Crazier ideas have worked before. The Israeli security sector is very uneasy with what’s happening right now across the Golan. Bashar al Assad and his father Hafez have never been friendly, but the Israel-Syria conflict has long been stabilized and fought through proxies. There’s a worry that the fall of the House of Assad will yield more urgent tension–at best, a fledgling government may attempt to shore up support by getting pushy about the Golan Heights. At worst, they see a small chance that Israel will have unstable Islamist governments in its two historic state rivals, plus Hezbollah on its northern border. What can Israel do to prevent that unhappy geopolitical outcome? More than you’d think.

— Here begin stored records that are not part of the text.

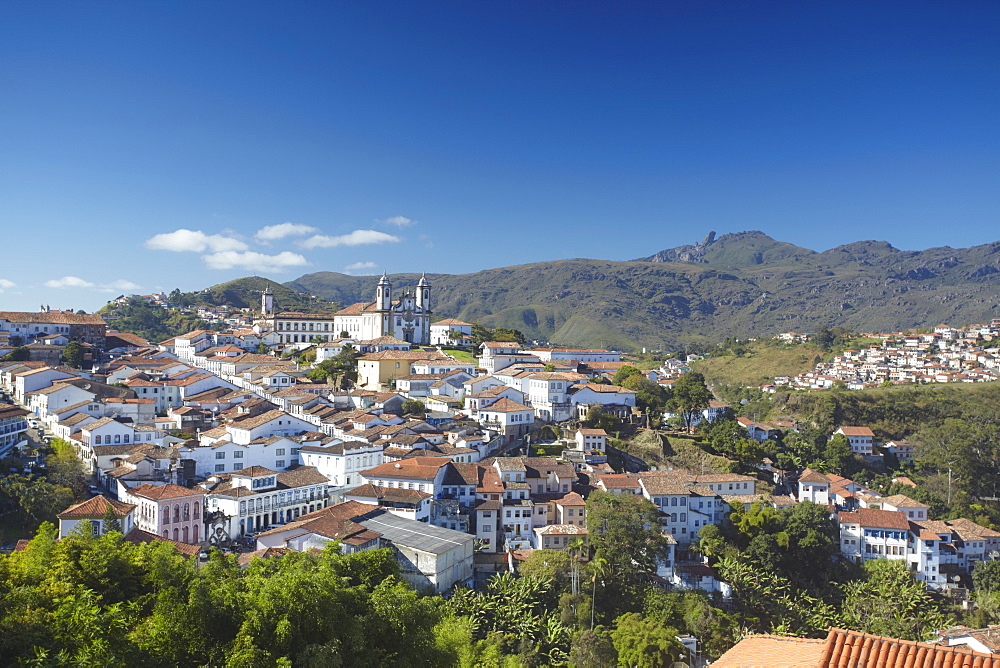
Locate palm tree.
[590,557,607,631]
[566,538,588,596]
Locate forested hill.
[178,276,341,313]
[285,232,1000,350]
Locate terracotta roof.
[799,469,830,484]
[555,492,587,506]
[129,483,204,499]
[0,311,107,326]
[879,494,930,508]
[712,635,826,668]
[232,466,278,478]
[573,383,635,394]
[236,547,291,566]
[838,508,910,531]
[125,529,201,557]
[816,629,1000,668]
[479,397,532,413]
[361,457,451,480]
[56,496,135,520]
[840,427,875,438]
[344,484,431,503]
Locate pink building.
[122,483,205,544]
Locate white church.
[254,273,431,345]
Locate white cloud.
[201,250,309,273]
[43,276,94,288]
[146,228,247,253]
[254,223,319,243]
[299,230,402,250]
[382,216,417,227]
[344,262,378,276]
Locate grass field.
[0,511,35,546]
[691,342,823,386]
[445,350,477,364]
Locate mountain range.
[246,231,1000,350]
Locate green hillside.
[286,232,1000,350]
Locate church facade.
[261,274,432,345]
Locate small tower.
[260,286,274,318]
[375,271,392,311]
[417,272,431,313]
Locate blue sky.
[0,0,1000,310]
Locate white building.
[202,466,330,543]
[299,439,384,487]
[431,318,473,346]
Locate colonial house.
[344,484,434,522]
[257,501,474,592]
[299,437,385,487]
[575,429,608,453]
[833,427,875,455]
[121,483,205,544]
[56,495,135,538]
[201,466,330,543]
[431,318,473,346]
[476,399,535,443]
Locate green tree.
[583,404,620,430]
[611,364,642,385]
[569,626,618,668]
[400,399,427,415]
[306,343,360,383]
[587,491,669,617]
[0,475,74,525]
[63,341,86,369]
[972,560,1000,594]
[101,503,122,533]
[611,612,684,668]
[667,371,712,429]
[614,374,669,414]
[517,550,575,594]
[842,559,954,640]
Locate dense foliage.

In fact, Israel could view the Syria crisis as a historic opportunity to reshape its relations with the Arab world without making concessions in the peace process. The entire international community has refused–rightly–to intervene on behalf of the opposition. For the rest of the world, events in Syria simply don’t have an urgency–it’s a small, underperforming economy, and there is no clear path to stability and good governance. The failure in Afghanistan and the ambiguity of Iraq have slaked Western thirst for moralistic nationbuilding. Syrian opposition factions have watched as one more world power stands in the way of their salvation, as one more refuses to help. They grow increasingly desperate. A Syrian cleric recently appealed “even to Israel” on Kuwaiti television for aid in treating the many wounded. It’s a unique moment.
Some have argued that Assad, in near-suicidal panic, might attack Israel in order to gain public support; conversely, some have alleged that intervention in Syria would shore up the Assad regime. This might–might–apply for Syria’s ambivalent minorities, but it defies imagination that the residents of, say, the devastated neighborhood of Baba Amr in Homs would suddenly hide behind the skirts of the dictator that has killed their cousins, sons, and daughters, simply because a few foreign aircraft showed up. The Jewish state would be seen as a hero, as a benefactor. Recall the many Western journalists who were surprised at the outpourings of support for France and America they saw in Benghazi. Israel wouldn’t become outrageously popular in the whole Arab world, but it would create a feeling of ambivalence in all but the most fanatical anti-Zionists. By acting on behalf of a neighboring population in a way that serves its own interests, Israel would be living up to the status it’s had all along–a regional great power. By acting in support of the opposition, they’d earn the support of key players in Syria’s future. The two states might never settle their differences–the Golan issue is likely intractable–but it would be difficult for even a radical government to bite the hand that fed them when nobody else would.
The devil is in the details. I don’t think the Israelis, even with a major air campaign, could actually bring down the Assad clan–not even if they killed Bashar and Maher. I don’t think they have the stomach for a land campaign–and I think the grind of ground combat, of house-to-house fighting, could quickly erode the intervention’s popularity. However, establishing humanitarian zones, protecting rebel enclaves, preventing mass deployments by the Syrian army, and wiping out Syrian air power are all well within their capabilities. The dangers are twofold. First, Syria has a major arsenal of missiles and chemical weapons. Israel would want certainty–which I suspect they can’t get–that these won’t be turned on Tel Aviv. Second, China and especially Russia have interests in the Assad regime and would be quite unhappy with Israel–a state they’re typically quite friendly with–if they stepped in.
Finally, there’s the one big problem, the reason Israel won’t intervene in Syria–Iran. Israel is highly focused on Iran, and may very well soon be at war with them. A major air campaign against Iran, and another in Syria, would give the IAF logistical trouble. Iran would also love the chance to indebt the Syrian regime to itself, and to draw the Israelis into a bleeding war hundreds of miles from Tehran, and they’d thus attempt to draw the Israelis in. It’s not a pretty picture, but the chance for a major shift in the hearts and minds of a neighboring state would be historical. Israeli leaders have noted–and the recent events in Egypt have confirmed–that the peace treaties they have with their neighbors are for peace between leaders, not peace between peoples. They are thus vulnerable, as in Egypt, to popular discontent. It may be time for Israel to spin the dreidel and hope for a gimel.